その7
なんか最近一気に進むなー(フラグ)
「俺が言える立場じゃないけどさ、お前も結構物好きだよね」
字の読み書きをするためのテキストを渡しに、同僚の部屋に行った時だった。
部屋を出て行こうとする彼を呼び止めた。普段はそんなことしないのに、一体どう行った風の吹き回しなのだろう。暇なのだろうか、とも考えたがいまいち納得できない。
「……何のことだ?」
「お前、変な狗、拾ってきたんだろ。こいつが見たってさ」
同僚は座っている赤毛を指差す。なるべく人目につかないよう行動してきたというのに、一体どこから情報を仕入れたのだろう、と彼はため息をついた。
同僚はテキストを座っていた赤毛に渡す。赤毛は彼にぎこちなく礼を言うと、ペンを持って読み書きを始めた。赤毛は幼い子供が書くような拙い字を書いていく。赤毛は今でこそ座って時の読み書きを練習することができるようになったが、つい最近まで発音の練習や人としての最低限の生活を営むことを訓練していた。彼もそれに協力し、共に赤毛を人間にしていった。
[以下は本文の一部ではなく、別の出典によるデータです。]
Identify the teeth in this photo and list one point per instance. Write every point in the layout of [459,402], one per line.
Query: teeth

こいつを選んで損したよ、と同僚が愚痴をこぼしていたのを今でも覚えている。けれど、それが本心ではないことは彼にはわかっていた。
同僚はため息をつき、彼に向き合った。
「民間人が死のうが、別にどうでもいいだろ。助けたからって金が出るわけじゃねえんだしよ。金のない相手、助けたってしょうがねえだろ」
「……拝金主義や守銭奴はいつか身を滅ぼすぞ、気をつけろ」
「ご忠告、どーも。で、質問に答えてくれる?」
雪の中、倒れていたあの男は宿舎の医務室に連れて行った(町医者でも良かったのだが、彼には当てがなかった)。戦場で受けた傷の処置に関しては心得があるが、衰弱した者への処置の仕方はわからない。医師に任せ、目を覚ましたら教えて欲しいとだけ伝言を残し、その場から立ち去ったのは今から数時間前のこと。
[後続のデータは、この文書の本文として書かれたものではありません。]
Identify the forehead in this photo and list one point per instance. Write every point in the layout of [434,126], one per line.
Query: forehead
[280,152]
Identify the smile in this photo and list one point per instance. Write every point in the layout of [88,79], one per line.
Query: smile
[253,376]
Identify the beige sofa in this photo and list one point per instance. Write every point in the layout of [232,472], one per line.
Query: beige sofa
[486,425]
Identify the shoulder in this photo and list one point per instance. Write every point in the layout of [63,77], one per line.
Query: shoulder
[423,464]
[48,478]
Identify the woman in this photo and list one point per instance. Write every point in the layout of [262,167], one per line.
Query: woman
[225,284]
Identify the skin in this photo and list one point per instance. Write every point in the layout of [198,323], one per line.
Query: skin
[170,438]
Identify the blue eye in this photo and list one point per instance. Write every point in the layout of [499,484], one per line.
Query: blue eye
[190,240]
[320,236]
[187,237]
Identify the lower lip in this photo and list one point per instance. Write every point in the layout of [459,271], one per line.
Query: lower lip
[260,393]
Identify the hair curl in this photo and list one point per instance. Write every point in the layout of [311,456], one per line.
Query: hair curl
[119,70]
「何で拾ったの? 敵のところの鼠だったらどうすんの? 責任取れるの?」
「……なんでだろうな。俺にもわからないよ……もし仮に、あいつがお前の言う通り鼠だったら、俺の首を刎ね飛ばすなり、吊るすなり、銃で撃ち殺せばいいさ。そうすれば、上も納得するし、周りの奴らもお喜びだろ?」
言われてみたら、なぜ助けたのかわからなかった。それが懇意だったのか、同情なのか、善行を積むための行為だったのか、何だったのか、考えれば考えるほど頭がこんがらがっていく。
同僚はため息をつくと、呆れを含んだ眼差しでこちらをみた。
「……まあ、お前が甘ちゃんなのは知ってるけどさ。今度から助けるべきやつは見極めなよ。面倒ごとに巻き込まれて、あとあと困るのお前なんだから」
ぶっきらぼうな物の言い方なのは、同僚の癖のようなものだった。
「……心配してくれてありがとな」
「……は? 別にしてないんだけど。寝言は寝てから言いなよ」
素直じゃないやつ、と笑みを浮かべれば、笑うなと叫ばれた。その声に赤毛の方が跳ね、同僚は慌てて視線を彼から赤毛に移す。それに笑えば、笑うなと言われた。
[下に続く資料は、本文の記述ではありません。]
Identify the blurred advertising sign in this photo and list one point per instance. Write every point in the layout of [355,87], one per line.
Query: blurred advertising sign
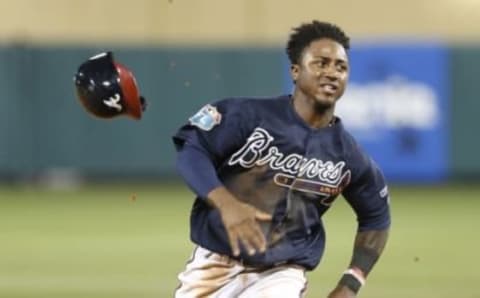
[396,106]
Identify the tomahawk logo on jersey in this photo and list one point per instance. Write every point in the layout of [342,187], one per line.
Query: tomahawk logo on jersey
[268,157]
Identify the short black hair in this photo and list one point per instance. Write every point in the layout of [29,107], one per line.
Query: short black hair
[304,34]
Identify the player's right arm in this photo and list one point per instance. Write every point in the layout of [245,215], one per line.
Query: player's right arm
[200,148]
[238,218]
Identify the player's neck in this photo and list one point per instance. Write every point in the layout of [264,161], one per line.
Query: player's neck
[314,115]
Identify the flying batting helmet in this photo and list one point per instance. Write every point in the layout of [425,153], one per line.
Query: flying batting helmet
[108,89]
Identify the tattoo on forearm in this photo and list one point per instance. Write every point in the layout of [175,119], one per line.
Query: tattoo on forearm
[368,248]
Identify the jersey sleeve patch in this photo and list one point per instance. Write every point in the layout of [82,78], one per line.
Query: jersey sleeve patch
[206,118]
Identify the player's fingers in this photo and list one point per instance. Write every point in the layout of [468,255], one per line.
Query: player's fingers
[247,244]
[258,239]
[233,240]
[262,216]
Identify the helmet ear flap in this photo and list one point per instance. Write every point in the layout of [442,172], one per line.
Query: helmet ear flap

同僚の部屋を出て、自室へと戻る。途中、廊下を歩く他の同僚や部下、上官たちとすれ違ったが、特に挨拶も何もせずに素通りする。時折わざと聞こえるように声を大きくしている陰口が、彼の耳に入った。宿舎の中で、用もなく彼に声をかけるのはあの同僚と赤毛、あとは医師として勤務する若者とその助手くらいだ。それ以外とは口もきかないし、用があっても最低限の会話だけで済ませる。随分と嫌われたものだな、と吐いたため息には周りへの呆れと侮蔑が含まれていた。